Betts for his career just torches left-handed pitching. He is a shark in a pool of bloody sunfish when it comes to lefties. This season Betts is hitting .280 against righties and a mere .211 against lefties. This has happened before. In 2016 Betts hit .264 against southpaws and pummeled right-handers at a .331 clip.
Another mystery is Betts ability to hit leadoff this season with just a .144 average. Last season Betts was almost exclusively in that slot and the results were .346. For his career, Betts has hit .299 when leading off and for reference to this season .312 when hitting second.
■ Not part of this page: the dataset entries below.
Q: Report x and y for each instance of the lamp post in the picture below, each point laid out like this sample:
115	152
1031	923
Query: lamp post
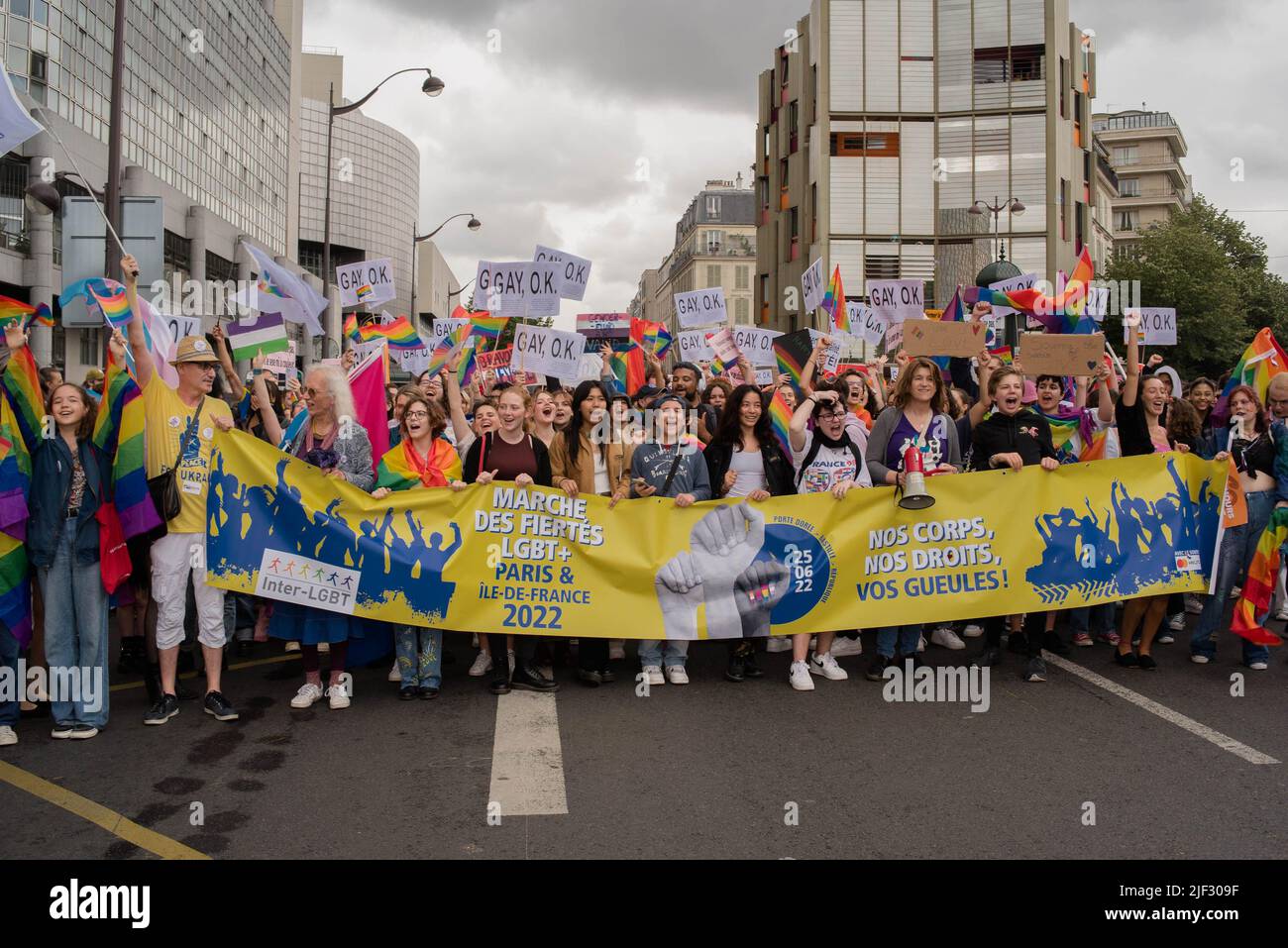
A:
433	88
1001	268
475	226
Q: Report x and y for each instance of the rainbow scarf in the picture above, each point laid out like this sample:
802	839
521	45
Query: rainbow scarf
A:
781	420
119	432
398	472
833	303
1060	313
1258	586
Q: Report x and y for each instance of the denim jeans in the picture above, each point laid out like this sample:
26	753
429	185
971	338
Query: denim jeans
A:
420	657
11	710
677	653
1093	620
1237	546
907	638
75	633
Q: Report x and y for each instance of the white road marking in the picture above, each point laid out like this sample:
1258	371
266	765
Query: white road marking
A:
527	758
1216	737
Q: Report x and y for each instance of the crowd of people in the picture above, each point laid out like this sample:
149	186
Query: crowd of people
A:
848	433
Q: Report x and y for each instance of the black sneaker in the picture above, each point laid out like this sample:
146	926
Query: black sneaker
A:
162	711
527	679
876	670
991	656
218	707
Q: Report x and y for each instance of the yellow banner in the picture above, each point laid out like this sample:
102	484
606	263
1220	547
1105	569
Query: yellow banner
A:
501	559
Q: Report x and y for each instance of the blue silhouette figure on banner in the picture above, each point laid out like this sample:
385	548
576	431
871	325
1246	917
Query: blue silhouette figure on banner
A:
1080	554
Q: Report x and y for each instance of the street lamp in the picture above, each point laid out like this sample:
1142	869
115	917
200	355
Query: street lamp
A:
475	226
432	88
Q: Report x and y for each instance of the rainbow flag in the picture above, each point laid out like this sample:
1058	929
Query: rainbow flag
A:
1262	361
781	420
1057	313
398	473
1258	584
833	303
484	326
119	432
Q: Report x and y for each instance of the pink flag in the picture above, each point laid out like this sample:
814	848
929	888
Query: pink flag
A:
369	399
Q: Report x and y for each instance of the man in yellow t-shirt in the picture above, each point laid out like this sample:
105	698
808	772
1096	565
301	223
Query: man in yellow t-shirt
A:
168	429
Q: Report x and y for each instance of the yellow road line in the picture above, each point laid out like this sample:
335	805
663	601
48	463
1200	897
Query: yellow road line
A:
239	666
98	814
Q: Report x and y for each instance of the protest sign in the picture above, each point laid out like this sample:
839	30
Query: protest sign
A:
548	352
700	308
812	285
574	270
366	283
536	562
898	299
934	338
1044	353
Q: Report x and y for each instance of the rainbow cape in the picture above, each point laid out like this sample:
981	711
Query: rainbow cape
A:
397	472
833	303
119	432
1258	586
1059	313
781	420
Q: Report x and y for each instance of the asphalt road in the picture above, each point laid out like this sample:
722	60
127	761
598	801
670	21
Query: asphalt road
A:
709	771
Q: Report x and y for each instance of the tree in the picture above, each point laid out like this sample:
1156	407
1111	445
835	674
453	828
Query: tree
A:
1212	270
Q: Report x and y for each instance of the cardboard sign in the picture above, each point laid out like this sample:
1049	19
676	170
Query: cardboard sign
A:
1021	282
758	346
898	299
519	290
695	347
700	308
575	270
604	325
811	282
934	338
1043	353
443	327
366	283
1157	326
548	352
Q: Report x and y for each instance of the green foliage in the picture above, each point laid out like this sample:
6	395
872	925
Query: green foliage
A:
1214	272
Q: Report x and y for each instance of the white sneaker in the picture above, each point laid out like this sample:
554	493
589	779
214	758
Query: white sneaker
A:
842	647
947	638
800	677
825	666
307	697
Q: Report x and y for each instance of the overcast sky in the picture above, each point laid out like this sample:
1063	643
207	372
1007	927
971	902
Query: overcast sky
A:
596	121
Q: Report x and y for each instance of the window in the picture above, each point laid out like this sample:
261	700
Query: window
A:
864	145
1126	155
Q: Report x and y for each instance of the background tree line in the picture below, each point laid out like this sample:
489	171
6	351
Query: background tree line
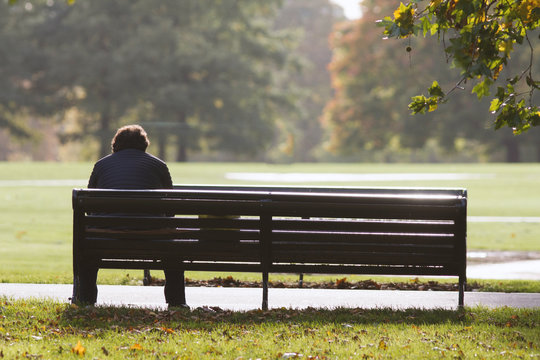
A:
231	80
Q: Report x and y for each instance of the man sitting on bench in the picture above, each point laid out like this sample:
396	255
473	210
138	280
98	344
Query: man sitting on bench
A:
131	167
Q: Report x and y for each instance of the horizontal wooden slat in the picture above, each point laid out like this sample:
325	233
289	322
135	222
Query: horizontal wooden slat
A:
306	239
350	229
363	225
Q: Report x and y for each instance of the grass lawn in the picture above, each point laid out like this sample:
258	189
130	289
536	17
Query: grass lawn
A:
35	226
46	330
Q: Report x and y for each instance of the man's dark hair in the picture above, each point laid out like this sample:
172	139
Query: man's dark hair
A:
130	137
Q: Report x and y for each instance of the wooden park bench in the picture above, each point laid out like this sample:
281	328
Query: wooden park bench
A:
390	231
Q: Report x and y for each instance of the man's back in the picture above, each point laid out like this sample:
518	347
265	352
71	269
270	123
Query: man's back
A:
130	169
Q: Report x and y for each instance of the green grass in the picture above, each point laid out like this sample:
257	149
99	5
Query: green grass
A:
40	329
35	222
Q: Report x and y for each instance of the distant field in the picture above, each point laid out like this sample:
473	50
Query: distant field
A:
35	206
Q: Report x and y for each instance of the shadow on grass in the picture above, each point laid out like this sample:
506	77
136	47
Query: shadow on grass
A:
204	318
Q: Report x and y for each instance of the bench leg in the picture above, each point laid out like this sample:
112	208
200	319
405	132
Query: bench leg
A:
462	284
147	278
84	286
265	291
175	289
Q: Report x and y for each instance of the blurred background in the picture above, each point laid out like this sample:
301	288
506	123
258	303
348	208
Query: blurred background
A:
221	80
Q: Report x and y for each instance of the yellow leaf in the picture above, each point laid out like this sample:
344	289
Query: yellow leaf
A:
218	103
78	349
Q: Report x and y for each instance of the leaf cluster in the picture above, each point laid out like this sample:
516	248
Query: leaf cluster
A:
479	37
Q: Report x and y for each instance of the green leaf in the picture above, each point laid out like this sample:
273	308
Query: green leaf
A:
482	88
495	105
435	90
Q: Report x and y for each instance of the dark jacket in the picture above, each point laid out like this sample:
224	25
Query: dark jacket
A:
130	169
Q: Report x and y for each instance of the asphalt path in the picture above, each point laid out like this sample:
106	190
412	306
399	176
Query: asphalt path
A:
243	299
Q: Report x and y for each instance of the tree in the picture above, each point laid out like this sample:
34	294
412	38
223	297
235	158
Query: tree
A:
312	21
202	67
482	36
374	81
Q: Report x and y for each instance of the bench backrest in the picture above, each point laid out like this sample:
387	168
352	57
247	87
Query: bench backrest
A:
275	229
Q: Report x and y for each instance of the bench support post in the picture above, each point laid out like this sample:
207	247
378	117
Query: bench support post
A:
462	283
265	291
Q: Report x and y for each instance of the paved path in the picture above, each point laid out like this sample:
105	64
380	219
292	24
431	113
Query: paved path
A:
250	298
515	270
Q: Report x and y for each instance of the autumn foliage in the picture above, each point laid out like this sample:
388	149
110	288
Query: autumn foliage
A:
479	37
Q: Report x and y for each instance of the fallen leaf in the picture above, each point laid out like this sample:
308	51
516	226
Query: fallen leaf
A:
78	349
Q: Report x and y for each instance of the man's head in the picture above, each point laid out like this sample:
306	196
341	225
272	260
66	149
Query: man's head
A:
130	137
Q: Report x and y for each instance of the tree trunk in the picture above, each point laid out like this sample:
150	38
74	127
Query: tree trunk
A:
512	150
104	133
182	148
161	145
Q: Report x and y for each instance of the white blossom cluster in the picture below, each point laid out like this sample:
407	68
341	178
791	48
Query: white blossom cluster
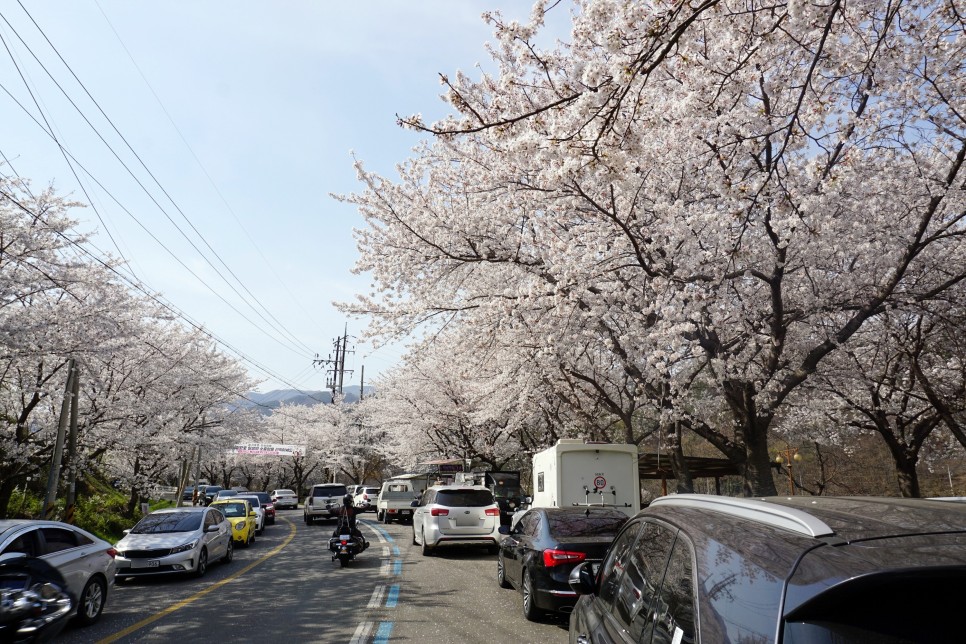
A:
722	214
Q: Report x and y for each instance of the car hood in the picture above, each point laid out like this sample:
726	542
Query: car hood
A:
157	540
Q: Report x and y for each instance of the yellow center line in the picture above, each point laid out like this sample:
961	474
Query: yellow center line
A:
190	600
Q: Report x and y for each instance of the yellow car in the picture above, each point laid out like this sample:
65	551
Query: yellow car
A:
242	518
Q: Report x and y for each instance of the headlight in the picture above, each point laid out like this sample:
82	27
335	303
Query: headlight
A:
184	547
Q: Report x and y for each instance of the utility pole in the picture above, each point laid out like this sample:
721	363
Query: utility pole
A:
53	477
338	370
72	447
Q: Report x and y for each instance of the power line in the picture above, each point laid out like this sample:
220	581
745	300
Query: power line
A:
280	327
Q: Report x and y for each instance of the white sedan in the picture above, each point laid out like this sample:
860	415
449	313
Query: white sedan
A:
85	561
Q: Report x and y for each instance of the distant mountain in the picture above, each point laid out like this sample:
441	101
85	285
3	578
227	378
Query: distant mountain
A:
266	402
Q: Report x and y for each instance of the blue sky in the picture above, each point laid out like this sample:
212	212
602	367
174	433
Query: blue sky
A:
246	114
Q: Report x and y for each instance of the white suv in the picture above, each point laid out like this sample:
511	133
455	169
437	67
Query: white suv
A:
447	514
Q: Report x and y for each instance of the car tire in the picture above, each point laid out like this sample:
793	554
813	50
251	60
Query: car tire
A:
530	610
501	572
426	550
202	563
92	601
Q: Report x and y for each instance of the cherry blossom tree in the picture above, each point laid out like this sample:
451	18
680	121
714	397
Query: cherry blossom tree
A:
722	194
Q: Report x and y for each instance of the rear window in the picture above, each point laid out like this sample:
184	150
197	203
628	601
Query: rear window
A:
329	490
164	522
877	608
580	525
464	498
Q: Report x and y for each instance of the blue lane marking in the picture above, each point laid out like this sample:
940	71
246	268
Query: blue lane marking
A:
393	598
382	635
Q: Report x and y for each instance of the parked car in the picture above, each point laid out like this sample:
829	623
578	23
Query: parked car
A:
175	541
792	569
365	498
221	495
34	601
538	553
265	499
86	562
242	517
323	502
285	499
257	506
210	492
450	514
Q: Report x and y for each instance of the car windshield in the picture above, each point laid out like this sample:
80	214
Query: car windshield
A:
464	498
579	524
233	510
160	522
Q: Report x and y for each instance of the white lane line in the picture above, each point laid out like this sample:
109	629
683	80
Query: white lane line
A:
376	600
362	633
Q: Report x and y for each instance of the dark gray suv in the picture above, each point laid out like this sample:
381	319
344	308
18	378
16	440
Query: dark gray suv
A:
699	568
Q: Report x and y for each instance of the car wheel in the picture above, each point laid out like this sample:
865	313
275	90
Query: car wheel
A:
91	601
427	551
501	572
530	610
202	563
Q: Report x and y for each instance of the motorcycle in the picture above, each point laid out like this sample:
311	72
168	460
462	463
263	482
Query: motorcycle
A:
346	542
34	603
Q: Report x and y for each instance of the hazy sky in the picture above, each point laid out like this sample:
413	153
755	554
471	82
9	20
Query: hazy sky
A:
244	115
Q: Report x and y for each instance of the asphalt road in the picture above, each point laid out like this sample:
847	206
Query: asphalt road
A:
286	588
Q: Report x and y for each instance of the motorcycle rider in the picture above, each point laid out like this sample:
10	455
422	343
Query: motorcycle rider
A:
347	519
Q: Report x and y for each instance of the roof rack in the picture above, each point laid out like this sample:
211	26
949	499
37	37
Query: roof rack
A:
761	511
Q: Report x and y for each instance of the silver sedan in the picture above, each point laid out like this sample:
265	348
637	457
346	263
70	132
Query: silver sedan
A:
86	562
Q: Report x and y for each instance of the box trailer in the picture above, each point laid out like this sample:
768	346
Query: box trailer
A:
578	473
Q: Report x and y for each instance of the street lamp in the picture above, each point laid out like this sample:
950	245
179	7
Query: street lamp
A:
786	457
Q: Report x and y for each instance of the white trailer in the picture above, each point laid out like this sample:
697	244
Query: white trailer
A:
574	472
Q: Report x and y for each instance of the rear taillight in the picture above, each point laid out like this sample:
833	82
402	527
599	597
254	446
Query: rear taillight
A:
555	557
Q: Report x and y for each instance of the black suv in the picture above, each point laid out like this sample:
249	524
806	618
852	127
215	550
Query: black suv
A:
697	568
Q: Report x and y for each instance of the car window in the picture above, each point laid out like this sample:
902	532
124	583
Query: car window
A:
164	522
638	587
674	622
578	524
464	498
614	564
329	490
233	510
25	543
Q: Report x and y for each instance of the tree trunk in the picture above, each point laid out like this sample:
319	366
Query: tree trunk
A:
682	473
756	470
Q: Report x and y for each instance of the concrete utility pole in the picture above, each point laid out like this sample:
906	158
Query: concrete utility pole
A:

There is good news regarding defense for Betts.
Betts’ defensive contributions have not languished as Mookie is ranked third among American League right fielders in defensive metrics. As usual, Betts is a run saver with 10 Defensive Runs Saved (DRS) with no other player topping four. Expect Gold Glove caliber defense despite an offense that less than spectacular.
So the question arises again at just who the real Betts is? Is this going to be a pattern year to year? I prefer the composite approach which should mean expectations every year for power are in the 25 home run range and 40+ doubles. In every full season, Betts has topped 40 doubles and surprisingly has never led the AL. Betts’ average should be in the .300 range and that may be a struggle this season.
There are two factors for Betts with one being individual and the other team. As an individual Betts’ season could potentially be reflected when he becomes a free agent after the 2020 season. The second is two-fold with the Red Sox offense benefiting from a Betts duplication of 2016 or 2018. A subtext is Betts market value if the Red Sox contemplate a trade.
Betts is a five-tool player and they are exceedingly rare in the game today where all aspects set a player like Betts far apart from their contemporaries. At this point, one tool – batting average – seems to be in a deep slumber, but sometimes a slumber ends and a tour of pitching punishment begins. Maybe it soon will for Betts?